WASHINGTON – US secretary of state Colin Powell has expressed doubts about the decision to go to war against Iraq. Powell said he might not have recommended war if he had known Iraq had no stockpiles of banned weapons. However, he said that history will ultimately judge that the war “was the right thing to do.”

BAGHDAD – Iraqi security officials say loyalists to deposed dictator Saddam Hussein’s Baath party have split into at least three factions. Sources said the factions are fighting for control over the Sunni Triangle as well as the remnants of Saddam’s finances.

DOHA – Qatar is now the wealthiest nation among the oil-rich countries of the Gulf, according to Arab League statistics. With a per capita income of $29,948, Qatar had one of the highest income levels in the world.

WASHINGTON – The US State Department said US and British officials were due to meet with a Libyan delegation in London on Friday. A US/UK team, working with International Atomic Energy Agency inspectors, was in Libya last month and a similar team will soon return to continue the work.

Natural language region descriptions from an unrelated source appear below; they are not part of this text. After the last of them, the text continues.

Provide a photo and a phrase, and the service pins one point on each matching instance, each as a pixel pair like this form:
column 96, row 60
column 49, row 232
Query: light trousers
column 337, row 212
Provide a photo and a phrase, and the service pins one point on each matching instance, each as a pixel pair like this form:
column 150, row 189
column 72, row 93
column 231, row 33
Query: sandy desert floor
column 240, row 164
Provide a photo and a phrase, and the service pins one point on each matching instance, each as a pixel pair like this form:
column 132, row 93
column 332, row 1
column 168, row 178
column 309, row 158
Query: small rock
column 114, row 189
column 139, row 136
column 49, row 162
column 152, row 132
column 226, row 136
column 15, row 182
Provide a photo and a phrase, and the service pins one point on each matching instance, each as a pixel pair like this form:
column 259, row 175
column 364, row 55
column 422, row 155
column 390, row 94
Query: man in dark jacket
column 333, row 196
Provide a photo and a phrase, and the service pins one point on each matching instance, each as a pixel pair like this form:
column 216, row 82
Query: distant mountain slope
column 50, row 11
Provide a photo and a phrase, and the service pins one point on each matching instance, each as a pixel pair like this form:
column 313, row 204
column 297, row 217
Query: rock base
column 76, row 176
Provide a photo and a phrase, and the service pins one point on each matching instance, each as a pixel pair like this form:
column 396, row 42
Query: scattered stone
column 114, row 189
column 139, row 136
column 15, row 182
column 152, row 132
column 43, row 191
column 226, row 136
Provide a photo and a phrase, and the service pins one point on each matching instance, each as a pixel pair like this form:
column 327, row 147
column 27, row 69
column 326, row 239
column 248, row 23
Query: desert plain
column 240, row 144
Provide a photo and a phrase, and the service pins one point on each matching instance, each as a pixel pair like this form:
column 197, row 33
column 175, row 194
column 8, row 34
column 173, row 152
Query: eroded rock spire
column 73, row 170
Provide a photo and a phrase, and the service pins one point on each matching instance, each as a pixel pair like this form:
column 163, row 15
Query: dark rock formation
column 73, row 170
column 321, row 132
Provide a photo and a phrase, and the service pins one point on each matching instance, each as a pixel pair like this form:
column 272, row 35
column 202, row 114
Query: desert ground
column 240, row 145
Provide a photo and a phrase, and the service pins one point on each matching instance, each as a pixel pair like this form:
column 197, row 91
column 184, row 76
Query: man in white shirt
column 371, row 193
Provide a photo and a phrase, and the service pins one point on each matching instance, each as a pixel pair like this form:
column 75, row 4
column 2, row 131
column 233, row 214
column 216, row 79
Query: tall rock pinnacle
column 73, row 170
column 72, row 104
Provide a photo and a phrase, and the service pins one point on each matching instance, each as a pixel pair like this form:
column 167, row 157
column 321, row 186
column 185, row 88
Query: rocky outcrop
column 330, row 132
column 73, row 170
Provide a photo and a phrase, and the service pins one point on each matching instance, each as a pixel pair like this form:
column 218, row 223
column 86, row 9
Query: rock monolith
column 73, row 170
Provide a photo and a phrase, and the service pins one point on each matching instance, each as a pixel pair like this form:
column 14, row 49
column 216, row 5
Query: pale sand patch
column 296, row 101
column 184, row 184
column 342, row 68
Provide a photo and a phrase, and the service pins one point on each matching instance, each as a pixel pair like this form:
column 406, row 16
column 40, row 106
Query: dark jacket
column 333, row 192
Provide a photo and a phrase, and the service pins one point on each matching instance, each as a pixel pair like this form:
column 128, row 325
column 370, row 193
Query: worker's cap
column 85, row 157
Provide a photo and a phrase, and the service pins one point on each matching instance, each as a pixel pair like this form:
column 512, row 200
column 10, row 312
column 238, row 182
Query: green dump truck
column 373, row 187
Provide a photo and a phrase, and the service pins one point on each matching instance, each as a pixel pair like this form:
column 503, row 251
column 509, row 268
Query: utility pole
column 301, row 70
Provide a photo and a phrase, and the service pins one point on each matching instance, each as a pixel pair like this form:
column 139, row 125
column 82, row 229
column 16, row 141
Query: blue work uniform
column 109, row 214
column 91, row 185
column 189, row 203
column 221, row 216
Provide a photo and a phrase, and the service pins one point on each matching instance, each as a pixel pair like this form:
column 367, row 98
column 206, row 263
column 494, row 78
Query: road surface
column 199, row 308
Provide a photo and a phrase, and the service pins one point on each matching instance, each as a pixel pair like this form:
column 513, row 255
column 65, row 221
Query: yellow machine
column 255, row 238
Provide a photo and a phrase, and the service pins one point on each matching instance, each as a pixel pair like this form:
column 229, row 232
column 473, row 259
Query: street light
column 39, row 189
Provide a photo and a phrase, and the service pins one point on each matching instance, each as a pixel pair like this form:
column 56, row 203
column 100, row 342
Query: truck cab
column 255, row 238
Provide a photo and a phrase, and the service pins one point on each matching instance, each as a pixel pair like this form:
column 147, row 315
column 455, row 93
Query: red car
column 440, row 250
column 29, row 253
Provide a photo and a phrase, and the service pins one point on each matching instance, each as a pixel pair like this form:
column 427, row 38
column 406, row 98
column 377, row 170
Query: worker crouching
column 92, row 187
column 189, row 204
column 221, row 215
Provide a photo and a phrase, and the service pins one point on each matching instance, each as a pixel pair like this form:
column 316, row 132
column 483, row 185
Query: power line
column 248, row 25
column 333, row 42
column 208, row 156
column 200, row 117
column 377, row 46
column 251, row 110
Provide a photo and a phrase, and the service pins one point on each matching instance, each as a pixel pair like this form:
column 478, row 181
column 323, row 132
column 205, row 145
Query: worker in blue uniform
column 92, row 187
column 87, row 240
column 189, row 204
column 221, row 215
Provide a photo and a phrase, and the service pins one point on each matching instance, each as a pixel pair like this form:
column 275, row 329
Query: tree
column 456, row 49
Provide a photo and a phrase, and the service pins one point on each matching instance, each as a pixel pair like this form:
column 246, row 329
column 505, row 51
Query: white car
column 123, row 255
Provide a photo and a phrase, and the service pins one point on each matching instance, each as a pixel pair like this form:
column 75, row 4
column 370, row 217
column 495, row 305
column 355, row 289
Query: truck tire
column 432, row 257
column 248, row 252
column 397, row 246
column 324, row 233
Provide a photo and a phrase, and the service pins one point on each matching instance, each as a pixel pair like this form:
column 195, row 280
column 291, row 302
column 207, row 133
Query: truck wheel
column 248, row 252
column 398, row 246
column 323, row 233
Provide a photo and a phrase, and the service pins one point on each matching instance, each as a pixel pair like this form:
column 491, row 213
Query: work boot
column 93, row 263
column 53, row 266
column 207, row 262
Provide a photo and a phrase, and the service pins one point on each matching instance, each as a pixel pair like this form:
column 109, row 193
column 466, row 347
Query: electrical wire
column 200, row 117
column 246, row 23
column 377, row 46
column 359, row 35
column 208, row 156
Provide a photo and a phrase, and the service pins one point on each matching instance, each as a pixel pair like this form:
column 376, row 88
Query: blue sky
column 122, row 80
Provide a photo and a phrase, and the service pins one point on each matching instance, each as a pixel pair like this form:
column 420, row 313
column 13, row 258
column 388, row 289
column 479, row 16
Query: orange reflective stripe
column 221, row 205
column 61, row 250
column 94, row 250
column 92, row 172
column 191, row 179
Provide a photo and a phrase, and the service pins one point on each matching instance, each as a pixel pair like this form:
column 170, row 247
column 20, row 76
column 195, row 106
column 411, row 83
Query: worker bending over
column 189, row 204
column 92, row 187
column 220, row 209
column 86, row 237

UNITED NATIONS – The head of the UN Mission in Eritrea-Ethiopia said while there may be a stalemate over boundary demarcation, he does not foresee a war. Ethiopia has rejected the border proposed by the jointly-appointed Border Commission.

KHARTOUM – The Sudanese government and the southern rebel Sudan People’s Liberation Army will resume peace negotiations in Naivasha, Kenya, on February 17. Negotiations were adjourned on January 26 for Eid Al Adha.

KHARTOUM – Sudanese President Omar Al Beshir has ordered the government refugees commission to persuade tens of thousands of refugees in Chad to return to Sudan’s western Darfur region.

WASHINGTON – A member of the US House of Representatives, Frank Wolf, this week told the House that US President George W. Bush should be awarded the Nobel Peace Prize if his efforts to promote a resolution to Sudan’s long-running civil war are successful.

KUALA LUMPUR – Malaysia this week denied involvement in producing nuclear components for Libya. But a spokesman said a Sri Lankan businessman identified by US and British intelligence as an alleged middleman was under investigation by the Malaysian authorities.

ALGIERS – The Algerian foreign ministry called on Saudi Arabia’s ambassador to explain why the leader of the banned Islamic Salvation Front, Abassi Madani, was invited to attend a traditional reception given this week by King Fahd to mark Eid Al Adha.

MOSCOW – Italian foreign minister Franco Frattini said his Russian counterpart, Igor Ivanov, told him during talks this week that Russia was ready to have a “European representation” in war-torn Chechnya. 

MOSCOW – An official from Russia’s defense ministry said 263 Russian soldiers were killed in Chechnya last year, compared to 463 in 2002. A further 971 soldiers died in Russia in 2003.

ROME – Italy’s Prime Minister Silvio Berlusconi will visit Tripoli on Tuesday for talks with Libyan leader Muammar Qadhafi.

ALGIERS – Algerian President Abdel Aziz Bouteflika this week asked the United Nations and the European Union to send observers to presidential elections in April.